|
|
DescriptionAllocate stack item for fragment context elements once
Instead of allocating stack items for fragment context elements on
demand, do it once when creating the fragment context and re-use the
stack item during parsing. This avoids excessive calls to malloc when
parsing for innerHTML.
BUG=318711
Committed: https://src.chromium.org/viewvc/blink?view=rev&revision=162047
Patch Set 1 #Patch Set 2 : Allocate stack item in fragment constructor #
Total comments: 2
Patch Set 3 : Get rid of PassRefPtr #
Messages
Total messages: 18 (0 generated)
Eric, was it something like this you had in mind for avoiding the malloc just for namespace checks? I tried to verify that this did indeed affect http://jsperf.com/parse-html-type but didn't come up with any conclusive numbers; the difference seemed to be in the noise for me. But looking at the results from 'perf', and annotating time spent inside HTMLTreeBuilder::constructTree, this absolutely looks like an improvement.
Side-note: HTMLElementStack::hasOnlyOneElement looks like a candidate for inlining (now).
This is OK, but I Think better would be to just keep m_adjustedCurrentStackItemForFragment as a member, and (lazily?) allocate it only for fragments. Then this can return a reference (instead of a RefPtr!) and all of these allocs go away.
Thanks for writing this up. Sorry I was slow to review.
On 2013/11/14 01:49:43, eseidel wrote: > This is OK, but I Think better would be to just keep > m_adjustedCurrentStackItemForFragment as a member, and (lazily?) allocate it > only for fragments. > > Then this can return a reference (instead of a RefPtr!) and all of these allocs > go away. That sounds actually the first patch I wrote, but I worried about not getting rid of the malloc, just pushing it earlier. But it indeed sounds like the right solution. I'll update the patch.
We could also just include a stack-allocated ajusted stackitem? Or can't we just return m_stack[0]? Won't that always be the context? element? or I guess that's the <html>?

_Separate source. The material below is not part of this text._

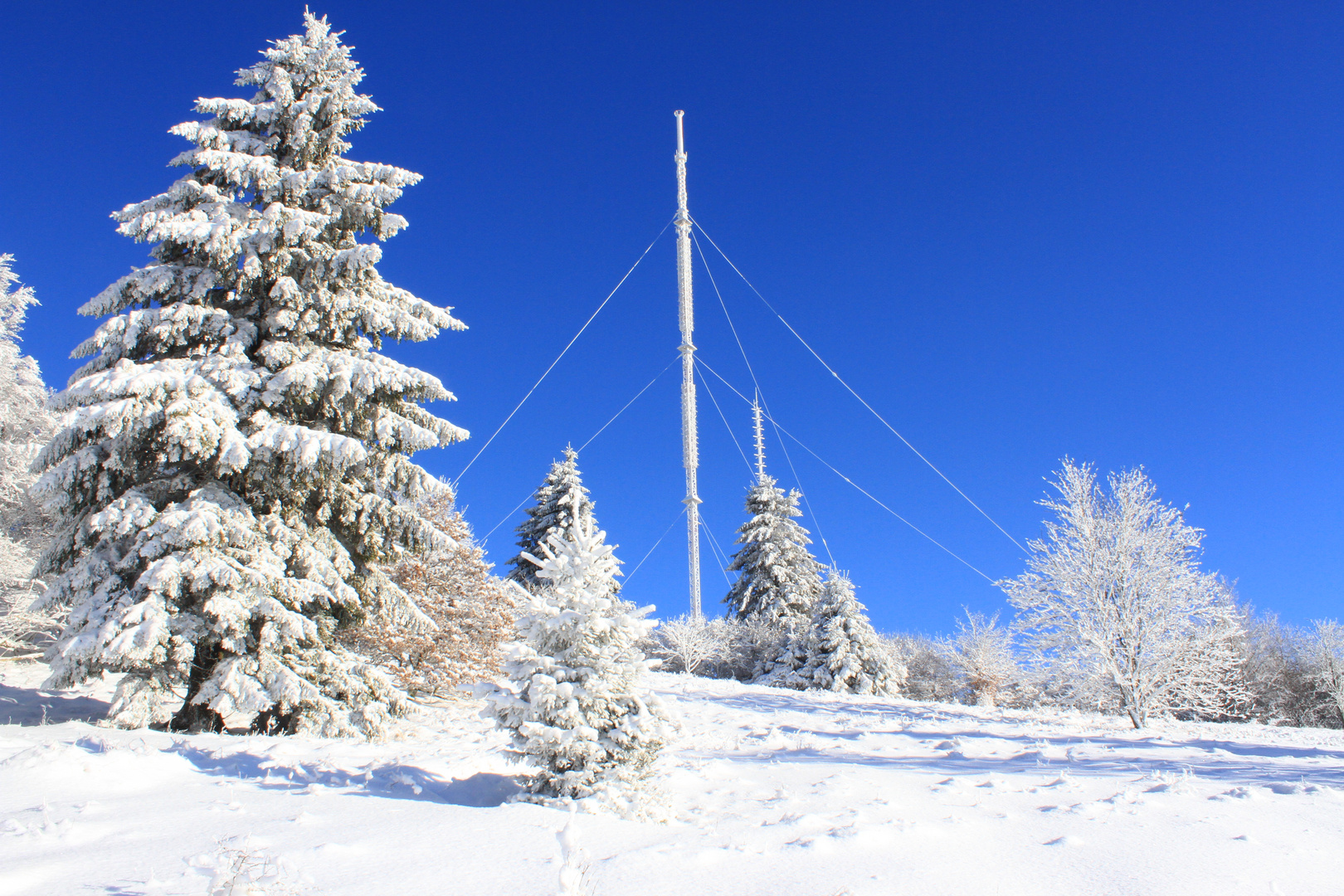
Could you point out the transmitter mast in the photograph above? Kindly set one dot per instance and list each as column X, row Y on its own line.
column 689, row 451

Keeping innerHTML down to the minimum number of mallocs is actually important. When we very first refactored the HTML parser for threading we added a bunch of mallocs to the null-case (innerHTML='') and it was a severe perf regression. These days we special case innerHTML='' to clear fast, and at one point we special cased innerHTML='text' or talked about it. innerHTML of just a couple tags can be quite common and will be dominated by all the rest of the parser overhead if we're not careful.
On 2013/11/14 06:46:20, eseidel wrote: > [...] at one point we special cased innerHTML='text' or talked about it. Indeed we special case it (and the empty string case). https://code.google.com/p/chromium/codesearch#chromium/src/third_party/WebKit...
We could do better than that though. We could short-cut earlier by scanning the innerHTML string for the characters '<' (tags) or '&' (entities) and remove '\0' and then just cut over to setInnerText/setTextContent instead.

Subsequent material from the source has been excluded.